Penurunan Produksi Rokok dan Tekanan pada Industri Hasil Tembakau
Industri hasil tembakau (IHT), khususnya sektor rokok, menghadapi tantangan berat di tengah situasi ekonomi yang melemah. Data dari Badan Pusat Statistik (BPS) menunjukkan bahwa industri pengolahan tembakau pada kuartal I/2025 mengalami kontraksi terdalam sebesar -3,77% year-on-year (yoy). Angka ini jauh berbeda dengan pertumbuhan positif 7,63% pada periode yang sama tahun lalu.
Produksi rokok selama enam bulan pertama 2025 mencapai 142,6 miliar batang, turun 2,5% dibandingkan tahun sebelumnya. Angka ini menjadi yang terendah dalam delapan tahun terakhir sejak 2018, kecuali pada 2023. Per Juni 2025, produksi hanya mencapai 24,8 miliar batang, turun 5,7% dibanding Mei dan merosot 3,2% dibanding periode yang sama tahun lalu.
Kondisi ini berdampak pada target penerimaan cukai hasil tembakau (CHT) tahun 2025 yang sebesar Rp 230,9 triliun. Realisasi hingga Mei 2025 baru mencapai Rp 87 triliun atau sekitar 37,8%. Angka ini memperparah tren buruk target penerimaan CHT yang tidak tercapai di tahun-tahun sebelumnya. Misalnya, pada 2023 realisasi CHT hanya mencapai Rp 213,48 triliun atau 91,78% dari target Rp232,5 triliun. Sementara itu, pada 2024, realisasi CHT hanya Rp 216,9 triliun atau 94,1% dari target Rp230,4 triliun.
Dampak Regulasi CHT pada Industri Rokok
Ketua Gabungan Produsen Rokok Putih Indonesia (Gaprindo), Benny Wachjudi, menyatakan bahwa kondisi kinerja IHT, khususnya sigaret putih mesin (SPM), semakin melemah akibat tekanan regulasi CHT. Pembelian pita cukai sejak Januari 2023 menunjukkan tren pelemahan, yang tercatat turun 14,6% sepanjang 2023 (yoy), lalu turun di Januari 2024 (yoy) sebesar 13,8%, dan produktivitasnya berpotensi kian lesu di tahun ini.
“Memang kenaikan cukai beberapa tahun terakhir ini sudah sangat tinggi, sehingga menekan pertumbuhan industri,” ujarnya.
Selain itu, Benny juga menyoroti maraknya rokok ilegal yang memperburuk persaingan usaha. “Semakin tinggi cukai, semakin tinggi juga rokok ilegal. Produsen kena persaingan yang tidak sehat, dan dengan rokok ilegal kita nggak bisa bersaing,” tambahnya.

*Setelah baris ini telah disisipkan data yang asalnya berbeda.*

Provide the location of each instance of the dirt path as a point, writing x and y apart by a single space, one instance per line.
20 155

Tantangan bagi Pelaku Usaha Skala Menengah dan Kecil
Ketua Gabungan Perusahaan Rokok (Gapero) Jawa Timur, Sulami Bahar, menjelaskan bahwa tekanan paling berat dirasakan oleh pelaku usaha skala menengah dan kecil. Isu kenaikan cukai yang selalu muncul setiap tahun membuat pabrik-pabrik kecil di Jawa Timur, sebagai basis industri tembakau, kian terpuruk.
“Di Jawa Timur, yang menjadi salah satu basis IHT, pabrik-pabrik kecil sudah mulai berkurang aktivitasnya. Mereka menghadapi kenyataan bahwa kenaikan cukai tidak diikuti oleh kenaikan daya beli masyarakat,” katanya.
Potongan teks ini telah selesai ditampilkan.